Low-Temperature Prepared Lithium-Cobalt-Nickel-Oxide Spinels

Wednesday, October 14, 2015: 08:30
105-A (Phoenix Convention Center)
E. Lee, J. R. Croy, J. S. Park, C. Johnson (Argonne National Laboratory), and M. M. Thackeray (Argonne National Laboratory)
LiMn2O4-based spinel materials have been one of the most important types of cathode materials in current lithium-ion batteries since layered LiCoO2 was used in the first commercial products by Sony Corporation in 1991. While LiCoO2 is still the preferred cathode of choice for portable electronic devices such as mobile phones, cameras, and laptop computers, the LiMn2O4-based spinels, which have low price and high power performance, are finding application in batteries for electric vehicles.1

Compared to the extensive understanding of manganese-based spinel materials, relatively little is known about the structural and electrochemical properties of cobalt-nickel-based spinel electrodes, since lithium-cobalt-nickel-oxides stabilize as a layered structure during high-temperature synthesis.
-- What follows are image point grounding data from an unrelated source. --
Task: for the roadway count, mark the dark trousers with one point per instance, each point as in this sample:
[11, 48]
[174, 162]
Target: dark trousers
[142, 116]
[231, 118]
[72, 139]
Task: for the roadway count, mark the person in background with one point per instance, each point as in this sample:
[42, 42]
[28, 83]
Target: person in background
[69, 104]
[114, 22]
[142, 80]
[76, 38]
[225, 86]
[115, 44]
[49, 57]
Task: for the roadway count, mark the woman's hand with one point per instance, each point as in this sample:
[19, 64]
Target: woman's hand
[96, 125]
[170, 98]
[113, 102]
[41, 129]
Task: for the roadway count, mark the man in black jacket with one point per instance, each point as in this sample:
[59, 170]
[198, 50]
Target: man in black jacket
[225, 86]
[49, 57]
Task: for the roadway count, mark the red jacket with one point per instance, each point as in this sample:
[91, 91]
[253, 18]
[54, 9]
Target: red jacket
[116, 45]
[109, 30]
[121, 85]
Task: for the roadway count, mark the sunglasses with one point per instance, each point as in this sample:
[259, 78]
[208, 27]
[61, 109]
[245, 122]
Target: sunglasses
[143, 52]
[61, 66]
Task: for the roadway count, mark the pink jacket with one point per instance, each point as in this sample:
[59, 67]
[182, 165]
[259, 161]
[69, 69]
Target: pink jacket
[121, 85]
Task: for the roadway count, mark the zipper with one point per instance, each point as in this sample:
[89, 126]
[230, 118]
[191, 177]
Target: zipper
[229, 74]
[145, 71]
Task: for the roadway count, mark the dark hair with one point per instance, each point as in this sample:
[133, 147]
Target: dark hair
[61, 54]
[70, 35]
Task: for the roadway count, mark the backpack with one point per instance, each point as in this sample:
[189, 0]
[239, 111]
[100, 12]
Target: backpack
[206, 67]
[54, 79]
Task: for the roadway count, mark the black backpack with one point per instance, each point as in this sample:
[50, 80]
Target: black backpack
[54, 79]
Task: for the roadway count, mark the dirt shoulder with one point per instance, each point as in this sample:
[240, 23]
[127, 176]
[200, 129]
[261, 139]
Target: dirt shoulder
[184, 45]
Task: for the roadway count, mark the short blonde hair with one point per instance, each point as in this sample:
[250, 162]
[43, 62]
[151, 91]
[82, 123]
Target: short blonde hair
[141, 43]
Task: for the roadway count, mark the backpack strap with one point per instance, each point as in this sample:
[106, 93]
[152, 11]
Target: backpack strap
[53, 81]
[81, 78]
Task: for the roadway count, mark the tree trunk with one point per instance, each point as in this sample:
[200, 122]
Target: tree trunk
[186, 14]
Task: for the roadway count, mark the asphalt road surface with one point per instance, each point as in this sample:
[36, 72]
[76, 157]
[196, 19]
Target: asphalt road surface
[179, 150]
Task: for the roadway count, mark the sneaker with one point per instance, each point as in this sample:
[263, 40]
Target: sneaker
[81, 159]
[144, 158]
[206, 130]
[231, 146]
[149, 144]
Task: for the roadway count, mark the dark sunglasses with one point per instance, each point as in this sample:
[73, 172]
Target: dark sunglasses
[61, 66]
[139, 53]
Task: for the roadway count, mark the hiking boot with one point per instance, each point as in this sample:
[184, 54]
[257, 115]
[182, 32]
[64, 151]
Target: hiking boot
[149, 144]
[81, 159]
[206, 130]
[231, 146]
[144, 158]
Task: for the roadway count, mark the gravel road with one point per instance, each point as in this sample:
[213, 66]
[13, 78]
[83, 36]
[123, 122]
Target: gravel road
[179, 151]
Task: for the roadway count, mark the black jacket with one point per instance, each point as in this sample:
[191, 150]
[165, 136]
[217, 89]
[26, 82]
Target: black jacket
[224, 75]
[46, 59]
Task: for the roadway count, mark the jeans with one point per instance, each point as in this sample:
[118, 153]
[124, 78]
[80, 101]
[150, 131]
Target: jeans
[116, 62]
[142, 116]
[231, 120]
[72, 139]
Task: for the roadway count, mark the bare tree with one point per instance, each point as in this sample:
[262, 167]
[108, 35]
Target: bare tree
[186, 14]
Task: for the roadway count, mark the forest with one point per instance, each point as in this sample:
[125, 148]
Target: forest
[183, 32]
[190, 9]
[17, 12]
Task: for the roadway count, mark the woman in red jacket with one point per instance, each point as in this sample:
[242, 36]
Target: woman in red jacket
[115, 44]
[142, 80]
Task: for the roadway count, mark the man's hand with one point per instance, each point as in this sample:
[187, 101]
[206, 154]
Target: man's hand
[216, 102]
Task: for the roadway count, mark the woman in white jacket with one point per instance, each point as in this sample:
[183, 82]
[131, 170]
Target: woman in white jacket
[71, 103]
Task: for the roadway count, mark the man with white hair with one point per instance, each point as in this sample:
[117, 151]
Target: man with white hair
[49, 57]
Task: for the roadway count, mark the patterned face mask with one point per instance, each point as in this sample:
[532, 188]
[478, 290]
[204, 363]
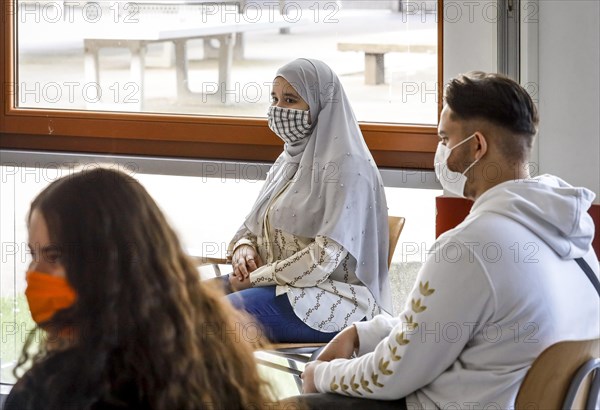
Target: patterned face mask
[289, 124]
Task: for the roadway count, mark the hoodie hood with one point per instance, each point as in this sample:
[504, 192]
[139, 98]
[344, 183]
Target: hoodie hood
[551, 208]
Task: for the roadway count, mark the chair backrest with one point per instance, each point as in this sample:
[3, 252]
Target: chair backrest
[547, 383]
[396, 223]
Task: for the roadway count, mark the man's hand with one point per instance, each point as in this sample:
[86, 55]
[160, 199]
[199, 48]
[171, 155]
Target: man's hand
[342, 346]
[308, 378]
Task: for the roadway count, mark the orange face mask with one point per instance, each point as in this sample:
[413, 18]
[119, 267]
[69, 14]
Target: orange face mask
[47, 294]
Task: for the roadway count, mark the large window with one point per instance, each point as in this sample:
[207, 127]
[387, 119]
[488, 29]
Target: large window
[191, 78]
[200, 199]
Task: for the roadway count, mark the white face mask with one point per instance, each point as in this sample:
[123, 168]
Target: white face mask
[453, 182]
[289, 124]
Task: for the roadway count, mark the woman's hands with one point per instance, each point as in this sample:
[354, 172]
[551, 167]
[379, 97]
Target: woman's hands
[245, 259]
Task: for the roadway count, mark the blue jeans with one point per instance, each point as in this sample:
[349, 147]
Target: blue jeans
[276, 316]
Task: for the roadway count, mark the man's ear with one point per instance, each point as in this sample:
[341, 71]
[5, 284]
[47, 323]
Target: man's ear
[481, 145]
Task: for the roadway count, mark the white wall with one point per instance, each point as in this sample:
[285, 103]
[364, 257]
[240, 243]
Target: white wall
[469, 37]
[561, 57]
[569, 91]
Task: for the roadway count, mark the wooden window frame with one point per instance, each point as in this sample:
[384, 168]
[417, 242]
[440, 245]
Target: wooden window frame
[184, 136]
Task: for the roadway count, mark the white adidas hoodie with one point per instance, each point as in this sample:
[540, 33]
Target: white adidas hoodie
[493, 294]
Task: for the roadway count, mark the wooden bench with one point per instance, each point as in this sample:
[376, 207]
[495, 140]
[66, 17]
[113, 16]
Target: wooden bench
[137, 41]
[375, 51]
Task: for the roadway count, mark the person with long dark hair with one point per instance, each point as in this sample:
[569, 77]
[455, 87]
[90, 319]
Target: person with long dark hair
[126, 321]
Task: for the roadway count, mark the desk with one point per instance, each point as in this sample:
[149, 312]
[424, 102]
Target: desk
[137, 41]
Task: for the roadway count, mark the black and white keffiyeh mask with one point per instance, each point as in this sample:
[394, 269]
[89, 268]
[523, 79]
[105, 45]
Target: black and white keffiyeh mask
[289, 124]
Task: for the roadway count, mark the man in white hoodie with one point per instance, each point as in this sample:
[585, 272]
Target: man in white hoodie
[494, 292]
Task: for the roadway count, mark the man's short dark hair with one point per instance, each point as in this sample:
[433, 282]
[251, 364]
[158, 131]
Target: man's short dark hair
[494, 98]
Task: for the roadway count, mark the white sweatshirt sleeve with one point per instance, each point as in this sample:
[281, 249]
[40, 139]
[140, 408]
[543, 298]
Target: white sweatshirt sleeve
[452, 298]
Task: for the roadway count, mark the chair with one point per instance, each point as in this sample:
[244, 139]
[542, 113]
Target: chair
[566, 375]
[298, 352]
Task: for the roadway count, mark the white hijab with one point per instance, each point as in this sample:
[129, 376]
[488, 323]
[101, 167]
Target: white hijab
[335, 188]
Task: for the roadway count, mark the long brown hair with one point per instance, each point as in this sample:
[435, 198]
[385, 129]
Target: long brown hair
[149, 334]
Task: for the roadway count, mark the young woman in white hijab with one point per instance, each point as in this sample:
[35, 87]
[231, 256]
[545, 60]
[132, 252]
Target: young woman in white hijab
[311, 256]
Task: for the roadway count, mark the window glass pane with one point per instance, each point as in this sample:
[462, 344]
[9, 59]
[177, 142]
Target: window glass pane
[156, 56]
[205, 212]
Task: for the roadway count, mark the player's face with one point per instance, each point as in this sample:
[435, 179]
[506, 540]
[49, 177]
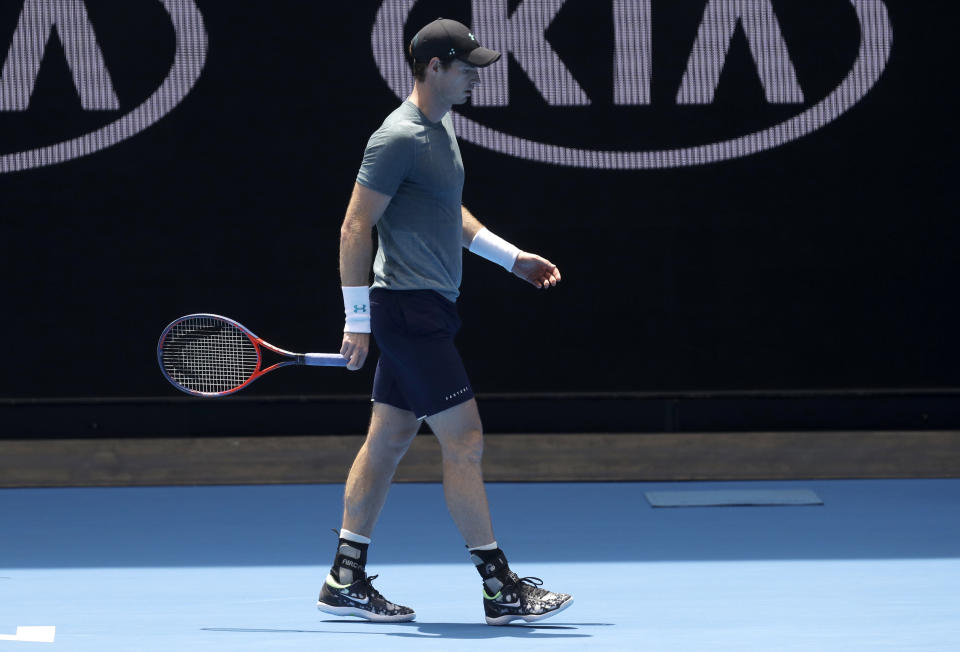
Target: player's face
[458, 81]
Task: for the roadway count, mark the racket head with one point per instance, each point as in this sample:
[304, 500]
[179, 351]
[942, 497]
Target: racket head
[208, 355]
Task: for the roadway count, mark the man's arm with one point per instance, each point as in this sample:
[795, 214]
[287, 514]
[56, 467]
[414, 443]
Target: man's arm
[535, 270]
[356, 255]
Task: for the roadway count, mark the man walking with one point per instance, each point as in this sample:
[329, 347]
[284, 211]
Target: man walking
[409, 187]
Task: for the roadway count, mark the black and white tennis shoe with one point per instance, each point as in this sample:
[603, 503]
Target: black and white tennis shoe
[522, 598]
[360, 599]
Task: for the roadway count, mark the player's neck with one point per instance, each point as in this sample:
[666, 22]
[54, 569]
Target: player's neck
[428, 103]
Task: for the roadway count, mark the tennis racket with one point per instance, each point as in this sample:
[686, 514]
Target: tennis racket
[210, 355]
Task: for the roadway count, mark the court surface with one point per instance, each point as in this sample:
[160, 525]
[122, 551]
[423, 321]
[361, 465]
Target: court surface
[875, 568]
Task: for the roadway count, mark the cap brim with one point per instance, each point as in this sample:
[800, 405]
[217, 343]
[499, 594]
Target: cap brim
[481, 57]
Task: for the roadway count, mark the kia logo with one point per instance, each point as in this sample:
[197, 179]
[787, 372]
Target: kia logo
[41, 21]
[522, 33]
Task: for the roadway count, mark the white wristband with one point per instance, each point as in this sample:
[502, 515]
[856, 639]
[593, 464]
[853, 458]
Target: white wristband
[494, 248]
[356, 305]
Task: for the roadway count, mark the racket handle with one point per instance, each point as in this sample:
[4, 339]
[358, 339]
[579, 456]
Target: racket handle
[324, 360]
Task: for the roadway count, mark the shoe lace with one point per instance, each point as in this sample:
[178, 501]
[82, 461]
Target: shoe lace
[365, 581]
[534, 583]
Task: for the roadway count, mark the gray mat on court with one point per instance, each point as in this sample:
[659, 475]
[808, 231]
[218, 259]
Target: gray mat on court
[732, 498]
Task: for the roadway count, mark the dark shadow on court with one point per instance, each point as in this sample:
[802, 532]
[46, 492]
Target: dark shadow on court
[465, 631]
[281, 525]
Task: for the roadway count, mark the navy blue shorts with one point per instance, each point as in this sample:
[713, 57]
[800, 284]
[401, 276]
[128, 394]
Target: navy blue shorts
[419, 369]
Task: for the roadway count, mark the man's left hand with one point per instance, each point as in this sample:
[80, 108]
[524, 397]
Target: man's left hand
[536, 271]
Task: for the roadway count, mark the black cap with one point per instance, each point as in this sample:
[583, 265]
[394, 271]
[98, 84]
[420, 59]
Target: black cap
[447, 39]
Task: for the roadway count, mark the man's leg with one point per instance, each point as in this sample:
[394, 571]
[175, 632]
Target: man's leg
[506, 596]
[388, 438]
[347, 590]
[461, 441]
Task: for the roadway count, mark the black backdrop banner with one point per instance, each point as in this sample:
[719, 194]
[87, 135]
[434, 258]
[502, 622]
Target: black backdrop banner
[740, 194]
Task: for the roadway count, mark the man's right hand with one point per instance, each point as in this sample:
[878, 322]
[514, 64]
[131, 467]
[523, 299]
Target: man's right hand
[354, 348]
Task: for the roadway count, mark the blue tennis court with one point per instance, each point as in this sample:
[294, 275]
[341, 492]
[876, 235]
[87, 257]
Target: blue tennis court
[875, 567]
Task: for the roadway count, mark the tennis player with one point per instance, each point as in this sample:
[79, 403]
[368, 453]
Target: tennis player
[409, 187]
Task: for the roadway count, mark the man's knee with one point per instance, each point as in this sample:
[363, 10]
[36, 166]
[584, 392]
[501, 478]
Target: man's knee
[391, 432]
[465, 447]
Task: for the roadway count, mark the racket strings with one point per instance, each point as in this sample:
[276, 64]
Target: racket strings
[205, 354]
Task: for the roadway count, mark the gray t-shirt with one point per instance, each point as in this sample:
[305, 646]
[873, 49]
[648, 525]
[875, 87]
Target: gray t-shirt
[417, 163]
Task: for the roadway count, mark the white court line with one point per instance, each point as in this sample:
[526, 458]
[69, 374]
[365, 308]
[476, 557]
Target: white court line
[41, 634]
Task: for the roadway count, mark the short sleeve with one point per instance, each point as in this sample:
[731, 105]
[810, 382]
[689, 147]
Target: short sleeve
[387, 160]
However, low-temperature firing of precursor materials during the solid state synthesis of layered oxide compositions, particularly those with high cobalt content, can result in intermediate structures with quasi-spinel character.2,3 A significant advantage of these Li-Co-Ni-O (LCNO-S) spinel structures is that they offer an attractive ~3.6 V vs. lithium, i.e., approximately 600 mV higher than their manganese analogues. Moreover, unlike manganese, cobalt has a lower propensity to migrate during the electrochemical reactions. In this presentation, the low-temperature prepared LCNO-S materials will be revisited to delve into their structural and electrochemical properties.


1.   M. M. Thackeray, C. Wolverton and E. D. Isaacs, Energy & Environmental Science, 5, 7854 (2012).

2.   R. J. Gummow, M. M. Thackeray, W. I. F. David and S. Hull, Materials Research Bulletin, 27, 327 (1992).

3.   R. J. Gummow and M. M. Thackeray, Solid State Ionics, 53, 681 (1992).